Clasping a hand over my mouth I kicked Rhonda’s covers aside, shoved my mimosa into Lily’s outstretched hand and staggered into the bathroom, where I threw up the remains of last night’s chocolate feast. Ugh. I hate throwing up. But I have a really low tolerance level for chocolate and yesterday I needed comforting.


I heard the dormitory door open while I was cleaning myself up.


“Hey, have you guys seen Darla?”


Sounded like Minnie. I couldn’t be sure, I was too busy trying to talk myself out of throwing up again. I could only pray that my friends would be discreet so that the whole house wouldn’t think I had some kind of bulimia or something.


“She’s throwing up in the bathroom.”


Thanks Rhonda.


“Oh. Well when she’s done, tell her Johnny Graves wants to see her. He’s in the common room.”


I swear on the life of Godric Gryffindor, I almost fainted. And thus begins the torture. Realising that there was really nothing left in my stomach to throw back up, I straightened my pyjama shirt and stalked back out in time to see some second year close the dormitory door again.
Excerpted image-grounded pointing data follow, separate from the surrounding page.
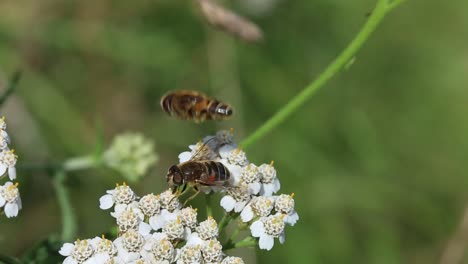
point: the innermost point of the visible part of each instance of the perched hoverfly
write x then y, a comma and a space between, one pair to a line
192, 105
197, 172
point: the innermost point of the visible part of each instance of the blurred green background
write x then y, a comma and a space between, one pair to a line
377, 158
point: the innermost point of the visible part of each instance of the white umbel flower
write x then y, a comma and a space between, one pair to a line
232, 260
208, 229
188, 217
212, 251
121, 194
8, 162
259, 206
149, 205
269, 180
10, 198
189, 255
236, 198
267, 229
78, 252
285, 204
251, 176
131, 154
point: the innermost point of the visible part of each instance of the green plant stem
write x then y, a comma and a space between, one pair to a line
8, 260
246, 242
80, 163
381, 8
10, 87
69, 225
224, 221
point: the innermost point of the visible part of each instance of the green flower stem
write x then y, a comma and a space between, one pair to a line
80, 163
69, 225
246, 242
8, 260
227, 217
209, 210
12, 84
379, 12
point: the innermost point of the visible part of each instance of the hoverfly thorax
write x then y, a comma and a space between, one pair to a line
174, 176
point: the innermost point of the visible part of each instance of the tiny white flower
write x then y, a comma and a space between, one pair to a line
149, 204
259, 206
4, 140
10, 198
189, 255
160, 220
78, 252
237, 157
175, 230
212, 251
129, 246
169, 201
208, 229
251, 176
232, 260
128, 219
236, 198
285, 204
121, 194
8, 162
267, 229
188, 217
269, 180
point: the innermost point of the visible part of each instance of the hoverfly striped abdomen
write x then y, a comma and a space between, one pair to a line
192, 105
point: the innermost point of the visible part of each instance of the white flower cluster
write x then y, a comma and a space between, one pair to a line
10, 200
152, 229
252, 191
131, 154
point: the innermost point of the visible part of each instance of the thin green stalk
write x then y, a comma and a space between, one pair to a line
382, 7
10, 87
224, 221
247, 242
69, 225
209, 210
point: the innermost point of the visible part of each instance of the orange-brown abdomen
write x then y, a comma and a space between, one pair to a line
192, 105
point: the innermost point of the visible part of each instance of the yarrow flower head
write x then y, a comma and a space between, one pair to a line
158, 228
10, 200
131, 154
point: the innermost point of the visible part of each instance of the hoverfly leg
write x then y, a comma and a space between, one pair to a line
197, 191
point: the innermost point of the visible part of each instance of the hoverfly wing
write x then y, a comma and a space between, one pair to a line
205, 152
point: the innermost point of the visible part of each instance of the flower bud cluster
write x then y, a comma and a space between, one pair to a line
131, 154
10, 200
252, 190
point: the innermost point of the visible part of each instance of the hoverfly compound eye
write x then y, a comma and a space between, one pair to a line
177, 178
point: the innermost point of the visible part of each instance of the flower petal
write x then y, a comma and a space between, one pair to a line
257, 229
106, 202
185, 156
2, 201
66, 249
228, 203
12, 173
3, 168
266, 242
11, 210
144, 229
282, 237
239, 206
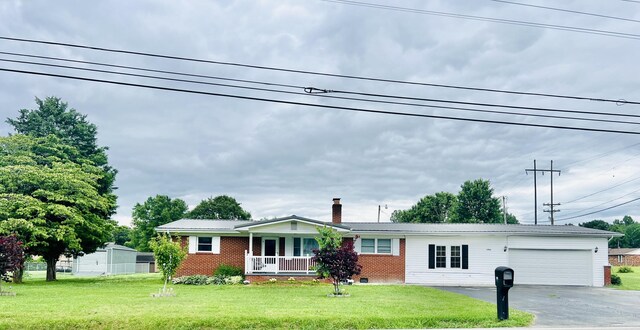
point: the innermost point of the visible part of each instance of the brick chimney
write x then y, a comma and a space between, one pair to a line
337, 211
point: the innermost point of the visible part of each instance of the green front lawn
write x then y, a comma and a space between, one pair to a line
630, 281
122, 302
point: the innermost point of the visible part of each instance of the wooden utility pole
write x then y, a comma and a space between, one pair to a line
535, 170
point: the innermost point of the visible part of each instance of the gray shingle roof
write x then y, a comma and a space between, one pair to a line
467, 228
193, 225
231, 226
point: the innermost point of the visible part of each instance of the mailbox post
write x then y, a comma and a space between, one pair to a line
504, 282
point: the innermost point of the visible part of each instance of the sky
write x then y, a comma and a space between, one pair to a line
279, 159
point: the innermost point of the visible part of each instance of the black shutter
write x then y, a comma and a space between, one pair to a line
465, 257
432, 256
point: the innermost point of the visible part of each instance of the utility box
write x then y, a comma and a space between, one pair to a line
504, 282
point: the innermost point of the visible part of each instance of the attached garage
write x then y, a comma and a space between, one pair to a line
552, 267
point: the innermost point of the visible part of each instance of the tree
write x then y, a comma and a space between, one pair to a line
121, 235
632, 236
436, 208
11, 257
476, 203
53, 117
335, 260
596, 224
154, 212
169, 255
220, 207
49, 197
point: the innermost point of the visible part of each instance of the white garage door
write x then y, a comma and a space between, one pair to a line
551, 267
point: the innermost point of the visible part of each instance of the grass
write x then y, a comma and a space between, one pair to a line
122, 302
630, 281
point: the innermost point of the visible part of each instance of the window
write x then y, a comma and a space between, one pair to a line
375, 245
205, 244
368, 245
458, 256
308, 245
296, 246
304, 246
441, 256
384, 245
455, 257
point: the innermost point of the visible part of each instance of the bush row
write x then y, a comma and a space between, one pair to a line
206, 280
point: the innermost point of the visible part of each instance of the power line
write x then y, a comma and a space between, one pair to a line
493, 20
414, 83
601, 210
326, 91
327, 96
567, 11
352, 109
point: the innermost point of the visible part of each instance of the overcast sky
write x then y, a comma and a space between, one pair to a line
282, 159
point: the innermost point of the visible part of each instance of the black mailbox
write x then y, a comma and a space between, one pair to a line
504, 282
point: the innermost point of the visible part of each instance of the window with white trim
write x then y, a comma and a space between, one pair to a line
205, 244
441, 256
304, 245
453, 256
375, 245
456, 256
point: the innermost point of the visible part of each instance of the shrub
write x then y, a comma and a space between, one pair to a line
192, 280
228, 271
615, 279
625, 269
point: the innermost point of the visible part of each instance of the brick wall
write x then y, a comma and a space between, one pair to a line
231, 253
628, 260
383, 268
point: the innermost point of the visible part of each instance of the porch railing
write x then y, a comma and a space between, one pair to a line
278, 264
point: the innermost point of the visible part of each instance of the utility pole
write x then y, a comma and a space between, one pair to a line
552, 204
535, 170
504, 209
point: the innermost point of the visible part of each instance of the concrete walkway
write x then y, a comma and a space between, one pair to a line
568, 307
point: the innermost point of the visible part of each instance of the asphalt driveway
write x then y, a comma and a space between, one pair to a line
562, 306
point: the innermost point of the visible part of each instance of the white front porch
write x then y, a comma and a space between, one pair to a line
278, 264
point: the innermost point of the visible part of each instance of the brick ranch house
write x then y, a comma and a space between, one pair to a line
432, 254
624, 257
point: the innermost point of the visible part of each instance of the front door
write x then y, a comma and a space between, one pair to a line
270, 254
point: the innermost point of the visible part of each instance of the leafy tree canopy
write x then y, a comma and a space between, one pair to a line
596, 224
220, 207
476, 203
335, 260
53, 117
121, 235
49, 197
436, 208
154, 212
169, 255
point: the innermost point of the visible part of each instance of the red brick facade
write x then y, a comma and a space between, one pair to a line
231, 253
624, 260
376, 268
383, 268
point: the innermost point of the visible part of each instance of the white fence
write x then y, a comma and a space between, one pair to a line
279, 264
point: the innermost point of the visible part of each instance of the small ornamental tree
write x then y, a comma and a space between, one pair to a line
11, 257
169, 255
335, 260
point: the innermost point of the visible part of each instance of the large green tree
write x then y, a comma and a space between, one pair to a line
49, 197
436, 208
220, 207
155, 211
476, 203
52, 116
596, 224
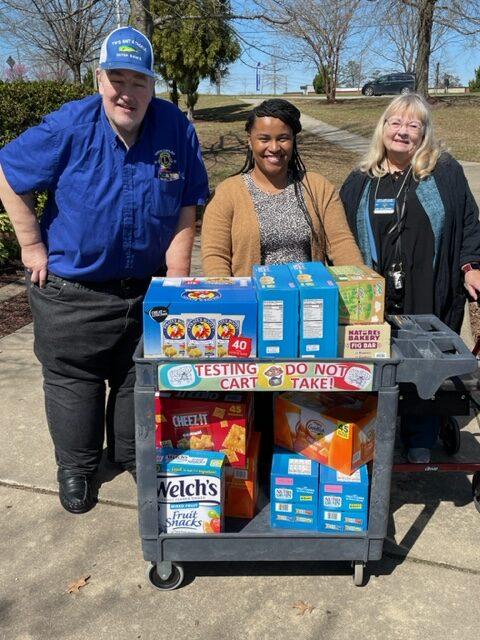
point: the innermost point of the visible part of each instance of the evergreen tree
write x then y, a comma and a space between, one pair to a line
474, 85
192, 40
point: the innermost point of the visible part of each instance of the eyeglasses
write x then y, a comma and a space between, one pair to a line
413, 126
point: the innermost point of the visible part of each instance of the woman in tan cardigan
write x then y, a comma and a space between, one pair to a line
274, 211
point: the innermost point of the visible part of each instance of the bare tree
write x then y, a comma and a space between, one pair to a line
459, 16
141, 17
320, 28
62, 30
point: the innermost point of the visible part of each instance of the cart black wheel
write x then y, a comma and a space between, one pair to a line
173, 581
476, 490
450, 435
358, 576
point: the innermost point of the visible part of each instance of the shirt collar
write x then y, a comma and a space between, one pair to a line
112, 137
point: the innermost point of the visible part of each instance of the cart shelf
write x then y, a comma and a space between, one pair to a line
425, 352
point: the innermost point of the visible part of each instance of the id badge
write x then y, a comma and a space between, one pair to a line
384, 206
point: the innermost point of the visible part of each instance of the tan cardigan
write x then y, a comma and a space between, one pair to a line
231, 234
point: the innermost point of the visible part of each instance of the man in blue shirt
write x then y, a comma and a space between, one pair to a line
124, 174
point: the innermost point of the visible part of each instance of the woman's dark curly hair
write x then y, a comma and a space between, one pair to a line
290, 115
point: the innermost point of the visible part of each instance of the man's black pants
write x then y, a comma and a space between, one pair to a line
85, 335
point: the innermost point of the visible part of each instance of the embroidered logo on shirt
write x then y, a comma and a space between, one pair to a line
167, 165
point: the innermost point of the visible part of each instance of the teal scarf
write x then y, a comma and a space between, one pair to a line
430, 199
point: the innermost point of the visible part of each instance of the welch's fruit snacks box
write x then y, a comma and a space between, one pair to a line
277, 298
191, 489
198, 318
318, 310
293, 491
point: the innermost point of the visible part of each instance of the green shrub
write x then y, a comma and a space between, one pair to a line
22, 105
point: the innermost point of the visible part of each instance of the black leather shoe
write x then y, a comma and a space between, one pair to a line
75, 491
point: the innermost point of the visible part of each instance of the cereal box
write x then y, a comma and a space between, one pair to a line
278, 318
206, 420
241, 484
343, 500
293, 491
318, 316
361, 295
364, 340
190, 488
336, 429
199, 318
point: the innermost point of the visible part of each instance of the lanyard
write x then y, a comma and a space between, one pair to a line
398, 224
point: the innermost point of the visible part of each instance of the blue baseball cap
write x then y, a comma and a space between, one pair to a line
127, 48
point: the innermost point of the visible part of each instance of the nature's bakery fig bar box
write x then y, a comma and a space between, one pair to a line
364, 341
361, 295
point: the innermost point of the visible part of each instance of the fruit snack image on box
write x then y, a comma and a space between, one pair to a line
318, 305
335, 429
200, 318
206, 420
294, 492
241, 484
361, 293
364, 340
191, 490
343, 500
278, 320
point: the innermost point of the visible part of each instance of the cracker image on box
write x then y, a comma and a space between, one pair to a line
206, 420
361, 293
335, 429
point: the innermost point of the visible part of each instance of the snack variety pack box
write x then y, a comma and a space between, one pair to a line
278, 320
190, 487
364, 340
336, 429
343, 500
241, 485
200, 318
361, 293
205, 420
294, 491
318, 310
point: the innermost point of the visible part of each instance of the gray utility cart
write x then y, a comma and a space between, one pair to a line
424, 352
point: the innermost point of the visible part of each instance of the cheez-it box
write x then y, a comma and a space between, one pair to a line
204, 420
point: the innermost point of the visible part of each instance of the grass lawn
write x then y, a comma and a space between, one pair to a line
220, 124
456, 119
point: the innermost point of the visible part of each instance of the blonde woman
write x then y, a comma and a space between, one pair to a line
416, 222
My wingman was smiling at me. “Well it was a nice plan while it lasted, but I guess you can’t avoid him all day after all.” she sighed, sounding far too happy about this. “Looks like you’re going to have to go down and talk to him.”
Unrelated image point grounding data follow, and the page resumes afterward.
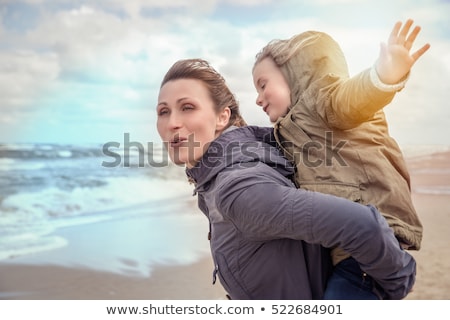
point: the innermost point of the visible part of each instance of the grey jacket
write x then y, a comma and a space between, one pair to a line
265, 233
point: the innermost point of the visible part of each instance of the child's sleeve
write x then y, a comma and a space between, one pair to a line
348, 102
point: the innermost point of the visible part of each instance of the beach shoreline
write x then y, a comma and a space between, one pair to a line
430, 176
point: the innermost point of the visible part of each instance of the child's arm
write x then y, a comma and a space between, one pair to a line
395, 61
356, 100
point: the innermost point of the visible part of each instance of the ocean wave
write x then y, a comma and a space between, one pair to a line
433, 190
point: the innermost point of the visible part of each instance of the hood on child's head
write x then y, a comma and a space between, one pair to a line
318, 56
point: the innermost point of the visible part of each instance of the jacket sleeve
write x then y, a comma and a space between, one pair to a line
263, 209
345, 103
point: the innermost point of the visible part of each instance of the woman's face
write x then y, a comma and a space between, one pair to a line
187, 121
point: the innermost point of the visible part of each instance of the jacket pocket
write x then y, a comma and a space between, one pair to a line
340, 189
229, 281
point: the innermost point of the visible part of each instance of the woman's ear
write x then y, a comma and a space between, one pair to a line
223, 118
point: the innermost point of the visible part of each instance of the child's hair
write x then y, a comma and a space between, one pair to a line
282, 50
220, 93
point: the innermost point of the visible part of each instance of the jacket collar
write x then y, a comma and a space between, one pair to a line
238, 148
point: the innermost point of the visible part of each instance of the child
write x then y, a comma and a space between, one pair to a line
334, 130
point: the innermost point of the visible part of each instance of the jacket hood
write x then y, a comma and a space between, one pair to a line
239, 148
318, 57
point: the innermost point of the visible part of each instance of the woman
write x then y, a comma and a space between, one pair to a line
268, 238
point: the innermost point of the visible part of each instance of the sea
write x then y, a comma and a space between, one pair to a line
104, 207
118, 210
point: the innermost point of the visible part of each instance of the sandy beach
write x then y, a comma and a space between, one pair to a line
430, 177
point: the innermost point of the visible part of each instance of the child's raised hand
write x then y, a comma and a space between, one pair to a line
395, 61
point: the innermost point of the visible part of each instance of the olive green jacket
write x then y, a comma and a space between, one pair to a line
337, 135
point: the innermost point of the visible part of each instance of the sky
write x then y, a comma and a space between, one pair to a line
79, 71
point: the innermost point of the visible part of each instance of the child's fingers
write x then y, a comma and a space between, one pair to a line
412, 37
416, 55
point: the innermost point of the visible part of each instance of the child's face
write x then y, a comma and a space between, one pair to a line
274, 95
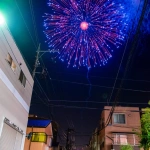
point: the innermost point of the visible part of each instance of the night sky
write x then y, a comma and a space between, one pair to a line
63, 95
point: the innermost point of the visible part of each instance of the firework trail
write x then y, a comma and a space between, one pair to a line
85, 32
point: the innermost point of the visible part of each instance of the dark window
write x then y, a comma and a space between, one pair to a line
22, 78
119, 118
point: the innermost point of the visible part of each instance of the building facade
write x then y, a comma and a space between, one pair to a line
39, 133
125, 121
16, 86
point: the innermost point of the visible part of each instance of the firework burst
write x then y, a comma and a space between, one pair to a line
85, 32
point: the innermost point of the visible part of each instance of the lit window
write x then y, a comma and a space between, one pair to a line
11, 62
22, 78
39, 137
120, 139
119, 118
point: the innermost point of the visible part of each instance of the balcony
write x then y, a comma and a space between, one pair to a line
124, 139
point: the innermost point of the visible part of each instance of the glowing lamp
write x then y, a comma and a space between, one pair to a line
84, 25
2, 20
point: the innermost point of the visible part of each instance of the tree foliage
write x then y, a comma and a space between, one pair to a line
126, 147
145, 129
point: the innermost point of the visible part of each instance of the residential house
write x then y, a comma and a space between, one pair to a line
16, 86
39, 134
125, 121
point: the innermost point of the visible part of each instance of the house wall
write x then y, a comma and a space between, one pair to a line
132, 122
38, 145
14, 97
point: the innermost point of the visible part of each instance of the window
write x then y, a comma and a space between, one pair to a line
10, 138
120, 139
119, 118
22, 78
11, 62
39, 137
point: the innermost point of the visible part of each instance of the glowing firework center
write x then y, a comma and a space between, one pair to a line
84, 25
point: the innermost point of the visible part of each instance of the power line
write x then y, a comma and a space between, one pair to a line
80, 83
91, 76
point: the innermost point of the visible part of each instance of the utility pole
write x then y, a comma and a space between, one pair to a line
36, 61
68, 143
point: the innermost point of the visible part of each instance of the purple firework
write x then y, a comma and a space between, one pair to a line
85, 32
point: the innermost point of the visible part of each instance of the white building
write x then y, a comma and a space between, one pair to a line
16, 86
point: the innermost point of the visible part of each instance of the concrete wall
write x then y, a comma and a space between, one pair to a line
132, 121
38, 145
14, 97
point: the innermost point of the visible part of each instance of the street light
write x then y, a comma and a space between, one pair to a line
2, 20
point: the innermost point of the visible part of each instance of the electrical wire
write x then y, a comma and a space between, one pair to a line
80, 83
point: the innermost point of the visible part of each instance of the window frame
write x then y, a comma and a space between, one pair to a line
22, 78
34, 133
118, 139
11, 62
119, 122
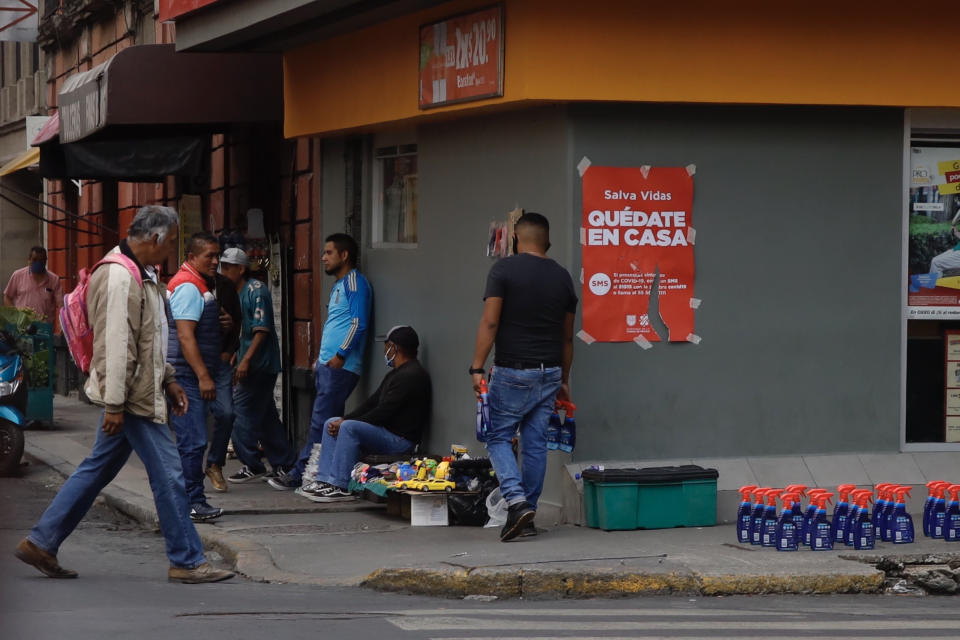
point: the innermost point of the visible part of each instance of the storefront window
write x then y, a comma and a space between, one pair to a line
933, 294
395, 196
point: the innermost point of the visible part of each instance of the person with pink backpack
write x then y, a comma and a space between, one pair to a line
118, 333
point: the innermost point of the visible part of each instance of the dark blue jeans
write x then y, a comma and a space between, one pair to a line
334, 386
340, 452
256, 420
521, 399
222, 409
191, 430
154, 446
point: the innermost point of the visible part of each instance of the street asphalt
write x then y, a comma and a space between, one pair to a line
278, 537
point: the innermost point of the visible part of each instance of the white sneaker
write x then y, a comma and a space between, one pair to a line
335, 494
245, 475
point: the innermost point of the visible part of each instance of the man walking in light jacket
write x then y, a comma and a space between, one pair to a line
130, 379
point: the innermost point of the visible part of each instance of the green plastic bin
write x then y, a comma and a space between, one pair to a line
652, 498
“Just… what’s going on here?” Lily asked, looking between us with a nonplussed expression. “Why does Johnny Graves want to see you? And why are you avoiding him? And what’s freaking you out so much that you’re being sick?”
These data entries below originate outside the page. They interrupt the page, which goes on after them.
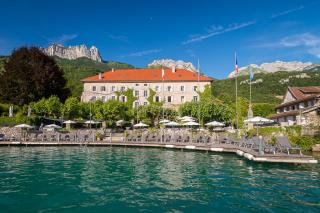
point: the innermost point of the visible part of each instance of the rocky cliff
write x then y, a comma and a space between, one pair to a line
73, 52
273, 67
172, 63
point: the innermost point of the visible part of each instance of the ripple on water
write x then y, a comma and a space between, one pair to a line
68, 179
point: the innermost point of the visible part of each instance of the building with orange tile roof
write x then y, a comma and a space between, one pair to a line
174, 86
300, 105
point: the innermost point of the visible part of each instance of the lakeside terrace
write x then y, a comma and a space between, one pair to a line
254, 149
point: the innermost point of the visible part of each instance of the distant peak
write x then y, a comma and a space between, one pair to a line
73, 52
272, 67
170, 63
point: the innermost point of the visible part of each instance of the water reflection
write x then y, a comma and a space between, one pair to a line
50, 179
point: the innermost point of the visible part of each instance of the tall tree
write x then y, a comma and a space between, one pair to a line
30, 75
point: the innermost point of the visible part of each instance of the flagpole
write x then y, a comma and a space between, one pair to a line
199, 91
236, 70
162, 75
250, 83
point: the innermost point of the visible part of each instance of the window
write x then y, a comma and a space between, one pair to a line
195, 98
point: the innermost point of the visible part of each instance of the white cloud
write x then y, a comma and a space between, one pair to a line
119, 38
218, 30
62, 39
143, 53
305, 39
287, 12
307, 42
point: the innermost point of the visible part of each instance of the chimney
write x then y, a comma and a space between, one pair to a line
173, 69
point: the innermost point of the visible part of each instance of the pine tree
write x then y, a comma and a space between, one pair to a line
30, 75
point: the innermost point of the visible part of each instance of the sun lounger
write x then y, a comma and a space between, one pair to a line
283, 143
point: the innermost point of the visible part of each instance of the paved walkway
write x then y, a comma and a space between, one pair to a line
210, 147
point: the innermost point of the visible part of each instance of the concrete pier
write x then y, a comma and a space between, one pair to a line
241, 151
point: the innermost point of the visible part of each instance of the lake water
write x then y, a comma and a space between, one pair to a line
116, 179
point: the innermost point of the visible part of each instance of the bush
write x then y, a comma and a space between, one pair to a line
305, 142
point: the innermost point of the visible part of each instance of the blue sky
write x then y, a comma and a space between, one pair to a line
140, 31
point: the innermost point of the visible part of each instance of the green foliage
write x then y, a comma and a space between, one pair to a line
209, 110
305, 142
40, 107
263, 109
149, 114
53, 106
71, 108
267, 90
206, 94
29, 76
18, 119
265, 131
112, 111
150, 98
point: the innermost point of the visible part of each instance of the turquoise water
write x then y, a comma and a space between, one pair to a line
105, 179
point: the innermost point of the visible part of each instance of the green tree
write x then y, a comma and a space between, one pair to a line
263, 109
149, 114
53, 106
71, 108
29, 76
40, 107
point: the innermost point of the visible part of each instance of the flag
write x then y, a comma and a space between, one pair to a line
251, 74
162, 74
236, 64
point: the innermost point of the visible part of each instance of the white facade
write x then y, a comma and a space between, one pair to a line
173, 93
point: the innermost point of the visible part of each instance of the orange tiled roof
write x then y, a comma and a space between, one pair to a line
146, 75
303, 92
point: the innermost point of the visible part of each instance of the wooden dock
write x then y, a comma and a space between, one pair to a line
241, 151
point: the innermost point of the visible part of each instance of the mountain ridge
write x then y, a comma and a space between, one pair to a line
73, 52
272, 67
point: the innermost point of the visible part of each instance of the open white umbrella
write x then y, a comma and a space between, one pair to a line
52, 126
23, 126
164, 121
187, 117
91, 122
191, 123
140, 125
187, 120
215, 124
172, 124
69, 122
258, 120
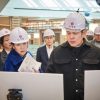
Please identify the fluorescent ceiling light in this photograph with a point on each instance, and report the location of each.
(30, 3)
(73, 3)
(33, 3)
(94, 4)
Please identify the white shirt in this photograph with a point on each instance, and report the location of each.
(49, 50)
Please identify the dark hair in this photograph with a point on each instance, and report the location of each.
(2, 40)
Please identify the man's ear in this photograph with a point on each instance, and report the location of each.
(84, 32)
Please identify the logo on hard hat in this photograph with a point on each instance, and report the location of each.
(6, 31)
(21, 37)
I opened my mouth to concoct some genius lie. Tragically, my faithful wingman got there before me. “She woke up in his bed yesterday morning.”


I hit her over the head with a pillow. “Seriously, what the hell? Can you stop telling people these things?! Lily, this is an extremely delicate situation.” I began desperately. “I would greatly appreciate it if you didn’t tell people that… that I…”


“Calm down Darla.” Lily smiled, the only comforting person in the room. “I won’t tell anyone. But… why is this stressing you out so much? Was he in bed with you?”


“No.” I sighed. “But he was waiting outside the curtain when I woke up.”


The door swung open again behind me and the second-year re-entered, looking a little frustrated at being used as a messenger. “Darla, Graves said he did warn you not to eat so much chocolate, and that you need to hurry up and get dressed because he’s getting a little bored of waiting for you to finish trying to make yourself pretty when no amount of makeup will stop you from looking like a mountain troll.” she recited, bored.


“Tell him to go fu-”


“She’ll only be a minute.” Lolita interrupted, offering the girl a bagel. “Tell him she’ll be right there.”


Like hell I was. I was never leaving this room. Ever. Plan Hibernation was officially now in effect, and there was nothing Lolita Greengrass could say that was going to change my mind.


“If you don’t go I’ll be forced to back up his claims that you slept with him.”


BITCH.


I grabbed the nearest available clothes (which happened to be a pair of Lily’s too-small jeans, one of Rhonda’s too-big t-shirts and the closest pair of shoes. Considering that the four of us are basically the same size, I too wondered why I felt suffocated on the bottom and naked on top) and pointed to my hair. “Bedhead working today?”


“You look like a stick of broccoli.”


No points for guessing who offered that. Lily flung her hairbrush at me and once I was vaguely sure that I didn't look like a vegetable, I allowed my legs (which were evidently considerably braver than my brain) to walk me out of the safe dormitory and toward my doom.